Le paradoxe ? L’organisme applique des loyers parmi les plus bas du secteur. Et pourtant il perd en attractivité. Parce que le logement social, en 2025, ce n’est plus qu’un chiffre sur un loyer — c’est un cadre de vie, une promesse, un contrat social. Contrat ici rompu.
Des chiffres alarmants pour le logement social
La décision du gouvernement est inédite : retirer à un OPH l’exonération de taxe foncière sur les propriétés bâties. Une goutte d’eau budgétaire (130 000 euros) mais une onde de choc politique. Elle envoie un message : l’indulgence étatique a des limites.
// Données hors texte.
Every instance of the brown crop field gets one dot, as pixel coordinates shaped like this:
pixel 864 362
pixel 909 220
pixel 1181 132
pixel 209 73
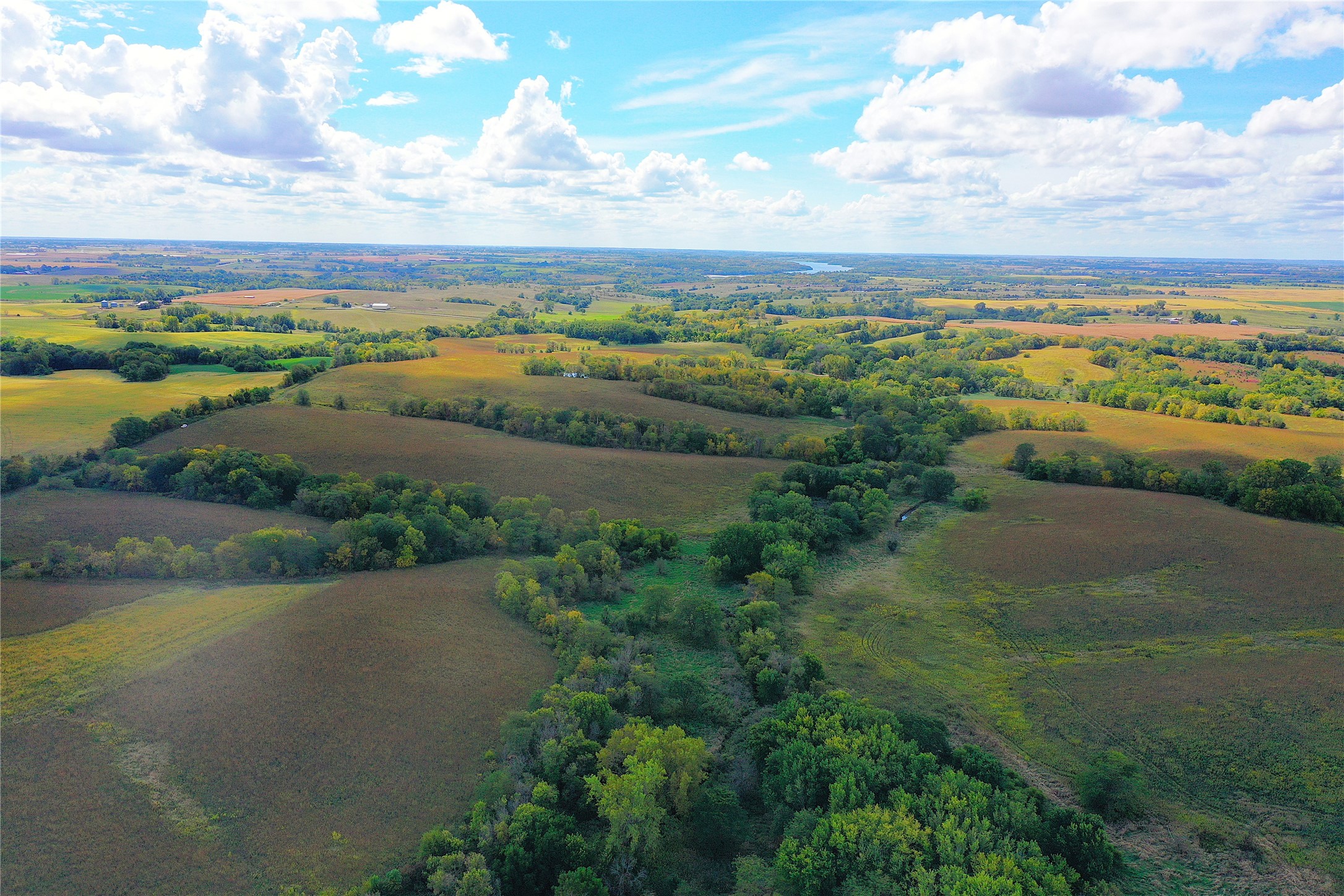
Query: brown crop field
pixel 1053 364
pixel 37 605
pixel 1067 619
pixel 1239 375
pixel 33 517
pixel 1174 439
pixel 1126 329
pixel 253 297
pixel 1038 535
pixel 655 486
pixel 470 368
pixel 309 746
pixel 72 410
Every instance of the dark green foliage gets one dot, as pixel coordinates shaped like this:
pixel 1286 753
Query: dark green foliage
pixel 1113 786
pixel 937 484
pixel 131 430
pixel 581 882
pixel 698 619
pixel 874 812
pixel 1284 488
pixel 589 428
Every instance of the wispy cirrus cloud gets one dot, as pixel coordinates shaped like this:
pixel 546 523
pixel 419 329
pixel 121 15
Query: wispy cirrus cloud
pixel 815 62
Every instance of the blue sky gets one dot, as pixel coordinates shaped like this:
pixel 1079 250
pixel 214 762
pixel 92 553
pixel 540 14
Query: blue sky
pixel 1186 129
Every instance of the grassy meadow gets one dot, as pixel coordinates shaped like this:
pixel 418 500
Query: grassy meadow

Depuis trop longtemps, l’État subventionne à l’aveugle des organismes censés compenser ses propres carences en matière de logement. L’affaire 13 Habitat révèle le cercle vicieux : un système incapable de produire, prisonnier de ses propres rigidités, se replie sur des fonctions clientélistes, pendant que la demande explose.
Une réponse étatique inédite face à l’inaction
Un plan stratégique de 4 milliards d’euros est sur la table. À l’horizon 2040. De quoi donner le tournis. Mais que vaut une stratégie patrimoniale dans un environnement de défiance interne, d’incertitude foncière et de surdépendance aux VEFA (ventes en l’état futur d’achèvement) de promoteurs privés ?
Les projections s’empilent, les budgets se chiffrent, mais la mécanique reste grippée. Même les projets Anru — instruments théoriques de la rénovation urbaine — accumulent les retards, les financements partiels, les promesses ajournées.
Pendant ce temps, sur le terrain, les résidences vieillissent, les attentes s’enlisent, les habitants désertent ou subissent.
Une gouvernance à refonder pour espérer rebâtir
La nouvelle gouvernance de 13 Habitat a trois défis à conjuguer : nettoyer, réorganiser, et produire. C’est un programme de startup appliqué à un mastodonte public, lesté de 35 000 logements et d’un demi-siècle d’inertie. Autant dire : mission impossible sans une refondation politique claire.